Выбрать главу

Им захотелось вдруг уехать далеко, жить только вдвоем с маленькой дочкой, в маленьком доме, где-то, где людям можно верить — беспечно и радостно, и не нужно требовать от людей постоянных свидетельств и проверять их каждый раз. Он знал, что эти мысли глупы, беспечность — это идиотская болезнь, но и сам он разве был здоров? У него ныло под ложечкой, во рту не проходило ощущение тошноты, ему хотелось лечь где-нибудь в углу, закрыть глаза и тихо умереть, как уснуть… О, если б он мог уснуть совсем, мысль о смерти в больном его воображении рисовалась сейчас желанным концом от постоянной усталости и боли, от постоянных ударов, глубокая несправедливость которых ранила его больше всего. Он понимал бы, если б эти удары наносились справедливо, но ему — кто всегда хотел только лучшего стране и людям — ему вдруг приходится вновь и вновь раскаиваться в своей доверчивости и болеть от этого.

13/IV

Суровая относительность жизни. Он приехал в чужой город, занял большой номер уютной гостиницы, лег в постель и лежал вытянувшись, наслаждаясь покоем и тишиной до вечера. Он лежал и даже читать не мог, а все думал и переживал покой свой, без людей, без страданий и вопросов самому себе. Потом поднялся и пошел гулять. Закат апрельского вечера, солнечная теплота неба, приветливые лица людей, усталость все еще не проходила, только теперь понял он, как он устал и сколько ему нужно сил, чтобы вновь сесть за стол и начать писать. Он попробовал было, взял в руки перо, но тотчас отложил — ни единого образа не было в голове, ни единой мысли, ничего… все те же мысли бродили в голове о нем самом, о жизни, которая вдруг повернулась так вот перед ним… Он думал, что знал об этой жизни много — какое заблуждение, он ничего не знал о жизни и теперь сам удивлялся этому… Да, прожито как будто и много, а в сущности, почти еще ничего не пережито серьезного — и вот теперь, когда на его глазах рухнули вниз люди, которых он лично знал, люди, обманувшие не только его — он что — обманувшие всех, кто верил им безгранично — только теперь понял он, что жизнь действительно длинная штука и еще много и много придется ему передумать и многому быть свидетелем.

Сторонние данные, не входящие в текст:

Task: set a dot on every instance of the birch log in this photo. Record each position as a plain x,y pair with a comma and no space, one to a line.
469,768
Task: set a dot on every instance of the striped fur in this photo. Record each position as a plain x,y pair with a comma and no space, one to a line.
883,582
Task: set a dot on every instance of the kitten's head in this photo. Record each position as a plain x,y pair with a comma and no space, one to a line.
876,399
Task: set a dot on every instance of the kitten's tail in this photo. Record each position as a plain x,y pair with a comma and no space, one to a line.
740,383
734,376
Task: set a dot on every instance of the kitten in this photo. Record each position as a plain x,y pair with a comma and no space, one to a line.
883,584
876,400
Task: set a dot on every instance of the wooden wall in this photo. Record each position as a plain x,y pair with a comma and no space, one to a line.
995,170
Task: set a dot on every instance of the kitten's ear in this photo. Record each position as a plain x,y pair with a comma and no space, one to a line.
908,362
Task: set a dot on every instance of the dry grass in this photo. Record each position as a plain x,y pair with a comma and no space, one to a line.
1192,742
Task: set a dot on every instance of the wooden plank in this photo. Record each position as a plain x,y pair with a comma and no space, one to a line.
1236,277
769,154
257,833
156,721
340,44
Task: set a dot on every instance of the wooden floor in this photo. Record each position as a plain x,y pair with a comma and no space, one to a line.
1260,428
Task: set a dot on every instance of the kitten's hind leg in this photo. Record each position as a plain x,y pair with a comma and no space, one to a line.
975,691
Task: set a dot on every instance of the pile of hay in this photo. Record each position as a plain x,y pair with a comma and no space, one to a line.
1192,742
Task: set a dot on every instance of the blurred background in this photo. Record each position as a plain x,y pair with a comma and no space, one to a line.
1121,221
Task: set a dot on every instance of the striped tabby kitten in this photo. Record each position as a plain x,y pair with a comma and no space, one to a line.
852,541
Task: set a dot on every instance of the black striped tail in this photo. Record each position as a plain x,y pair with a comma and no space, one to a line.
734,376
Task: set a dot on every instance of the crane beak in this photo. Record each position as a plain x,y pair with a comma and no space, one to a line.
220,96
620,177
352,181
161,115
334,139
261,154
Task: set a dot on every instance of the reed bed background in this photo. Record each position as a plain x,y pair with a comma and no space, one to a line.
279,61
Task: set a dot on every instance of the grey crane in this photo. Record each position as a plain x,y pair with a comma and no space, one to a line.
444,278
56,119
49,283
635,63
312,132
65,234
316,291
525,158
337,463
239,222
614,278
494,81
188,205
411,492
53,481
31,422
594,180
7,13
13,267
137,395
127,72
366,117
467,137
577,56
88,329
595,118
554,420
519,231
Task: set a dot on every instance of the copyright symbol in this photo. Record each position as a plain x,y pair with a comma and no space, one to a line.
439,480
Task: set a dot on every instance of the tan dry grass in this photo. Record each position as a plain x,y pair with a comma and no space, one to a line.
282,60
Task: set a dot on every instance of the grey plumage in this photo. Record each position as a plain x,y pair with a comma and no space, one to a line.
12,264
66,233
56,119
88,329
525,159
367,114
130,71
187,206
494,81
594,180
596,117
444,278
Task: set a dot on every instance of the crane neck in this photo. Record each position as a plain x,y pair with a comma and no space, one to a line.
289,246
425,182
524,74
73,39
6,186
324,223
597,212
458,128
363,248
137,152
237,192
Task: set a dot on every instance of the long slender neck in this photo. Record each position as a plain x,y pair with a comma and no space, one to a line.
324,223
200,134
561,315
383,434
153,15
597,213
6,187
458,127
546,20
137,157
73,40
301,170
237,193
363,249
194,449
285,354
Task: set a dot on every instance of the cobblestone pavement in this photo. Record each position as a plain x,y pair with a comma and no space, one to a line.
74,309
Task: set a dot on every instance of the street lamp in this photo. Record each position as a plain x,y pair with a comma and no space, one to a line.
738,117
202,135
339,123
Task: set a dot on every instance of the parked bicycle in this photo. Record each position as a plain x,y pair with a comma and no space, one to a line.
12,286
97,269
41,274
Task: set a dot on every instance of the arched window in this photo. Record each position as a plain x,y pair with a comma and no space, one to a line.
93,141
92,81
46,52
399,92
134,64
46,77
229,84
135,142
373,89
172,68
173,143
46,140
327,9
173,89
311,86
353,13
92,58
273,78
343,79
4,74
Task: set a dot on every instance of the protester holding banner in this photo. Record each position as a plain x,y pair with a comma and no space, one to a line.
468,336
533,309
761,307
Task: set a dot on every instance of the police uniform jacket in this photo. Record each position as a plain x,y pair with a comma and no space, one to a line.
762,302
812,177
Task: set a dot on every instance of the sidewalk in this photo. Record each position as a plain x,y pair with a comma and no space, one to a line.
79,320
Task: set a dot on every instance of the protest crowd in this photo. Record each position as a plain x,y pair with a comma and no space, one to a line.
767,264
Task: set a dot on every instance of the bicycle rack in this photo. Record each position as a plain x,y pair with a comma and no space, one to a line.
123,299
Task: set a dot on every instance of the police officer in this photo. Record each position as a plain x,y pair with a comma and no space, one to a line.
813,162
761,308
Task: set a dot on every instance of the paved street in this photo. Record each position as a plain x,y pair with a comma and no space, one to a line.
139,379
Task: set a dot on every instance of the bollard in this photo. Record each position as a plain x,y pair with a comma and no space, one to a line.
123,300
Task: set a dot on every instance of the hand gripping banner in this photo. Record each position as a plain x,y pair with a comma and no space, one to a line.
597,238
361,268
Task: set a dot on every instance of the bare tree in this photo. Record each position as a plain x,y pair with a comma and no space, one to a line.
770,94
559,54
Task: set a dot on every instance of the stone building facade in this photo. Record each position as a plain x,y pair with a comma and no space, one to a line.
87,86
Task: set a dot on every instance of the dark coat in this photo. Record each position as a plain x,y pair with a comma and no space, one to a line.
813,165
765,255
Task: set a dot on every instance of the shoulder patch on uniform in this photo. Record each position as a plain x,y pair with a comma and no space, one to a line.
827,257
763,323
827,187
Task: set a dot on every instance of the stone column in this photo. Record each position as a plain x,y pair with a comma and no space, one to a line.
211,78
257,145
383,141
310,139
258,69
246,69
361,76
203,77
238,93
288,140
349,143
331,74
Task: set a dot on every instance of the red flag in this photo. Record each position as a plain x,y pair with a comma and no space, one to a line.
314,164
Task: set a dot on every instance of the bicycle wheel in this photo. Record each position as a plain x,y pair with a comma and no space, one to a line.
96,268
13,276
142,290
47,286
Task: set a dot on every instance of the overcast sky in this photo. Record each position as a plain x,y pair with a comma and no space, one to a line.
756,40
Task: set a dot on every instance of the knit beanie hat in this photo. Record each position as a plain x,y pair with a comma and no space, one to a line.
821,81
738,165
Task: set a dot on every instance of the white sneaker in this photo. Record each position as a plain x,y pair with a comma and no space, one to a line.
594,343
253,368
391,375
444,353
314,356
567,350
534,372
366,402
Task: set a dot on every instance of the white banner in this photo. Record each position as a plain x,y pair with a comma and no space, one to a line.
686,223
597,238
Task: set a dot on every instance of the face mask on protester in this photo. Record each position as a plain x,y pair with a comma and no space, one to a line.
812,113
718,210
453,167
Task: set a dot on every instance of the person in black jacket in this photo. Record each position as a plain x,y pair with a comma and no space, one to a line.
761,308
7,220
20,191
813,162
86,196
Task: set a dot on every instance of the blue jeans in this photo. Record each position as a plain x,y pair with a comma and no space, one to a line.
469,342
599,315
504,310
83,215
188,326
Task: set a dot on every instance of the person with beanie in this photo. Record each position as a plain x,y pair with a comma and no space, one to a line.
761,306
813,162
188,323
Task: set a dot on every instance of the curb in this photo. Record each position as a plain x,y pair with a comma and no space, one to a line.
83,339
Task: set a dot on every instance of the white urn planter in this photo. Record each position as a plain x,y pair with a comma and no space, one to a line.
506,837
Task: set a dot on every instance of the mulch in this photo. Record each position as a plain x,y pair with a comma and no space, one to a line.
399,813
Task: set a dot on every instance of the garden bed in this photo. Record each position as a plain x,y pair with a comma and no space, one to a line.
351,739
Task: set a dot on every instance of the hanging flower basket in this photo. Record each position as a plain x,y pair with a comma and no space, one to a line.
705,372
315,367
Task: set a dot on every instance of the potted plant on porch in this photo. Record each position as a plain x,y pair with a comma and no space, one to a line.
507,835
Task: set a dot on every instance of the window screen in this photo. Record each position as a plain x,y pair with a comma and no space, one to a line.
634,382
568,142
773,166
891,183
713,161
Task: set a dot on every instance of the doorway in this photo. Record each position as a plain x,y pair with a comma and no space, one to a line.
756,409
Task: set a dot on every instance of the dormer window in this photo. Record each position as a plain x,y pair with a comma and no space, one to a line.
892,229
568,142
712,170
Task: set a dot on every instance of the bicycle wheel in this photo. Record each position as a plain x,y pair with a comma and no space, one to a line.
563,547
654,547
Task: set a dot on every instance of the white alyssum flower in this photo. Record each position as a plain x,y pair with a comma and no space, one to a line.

Он уже хотел теперь, чтобы его жизнь текла совсем мирно, вдали от шумных событий, чтобы можно было спокойно наблюдать происходящее — только глазом художника, который в нем созревал очень медленно, по капле выдавливал он из себя мелкую заинтересованность в пустяках, мелочные тревоги и раздражение, а ведь были же умные книги, написанные настоящими философами, удалившимися от мира для размышлений и наблюдения. Таким философом хотелось стать и ему — он смотрел на девушек, молодых людей, вывески и газеты — все шло мимо его взгляда, не запечатлеваясь, мимо сердца — куда-то в пустоту, а на сердце все еще лежала тяжесть необычайных событий, которым он был случайным, не прошенным свидетелем. Крушения жизней — он едва не сошел с ума, он помнил эту ночь, когда в воспаленном воображении рисовались фигуры, и слова, и фразы, незначительные ранее и теперь приобретшие грозный смысл! Как ненаблюдателен он был, как все пропустил мимо, а ведь сколько уже можно было подметить заранее и какие могли бы быть сделаны им выводы!.. Ах, когда же наконец я стану по-настоящему понимать жизнь и только этому и отдам всего себя…

14/IV

Начинал работать и не мог подойти к письменному столу. Отвращение к письму, к тому, что он делает, неверие в себя, все казалось плохо и неумно. Он ложился в постель и лежал. Тянулись сны или воспоминания, он сам не понимал, что с ним такое; сны были короткими, странными, тело тяжелело и просило отдыха, он заставлял себя подыматься и ложился вновь.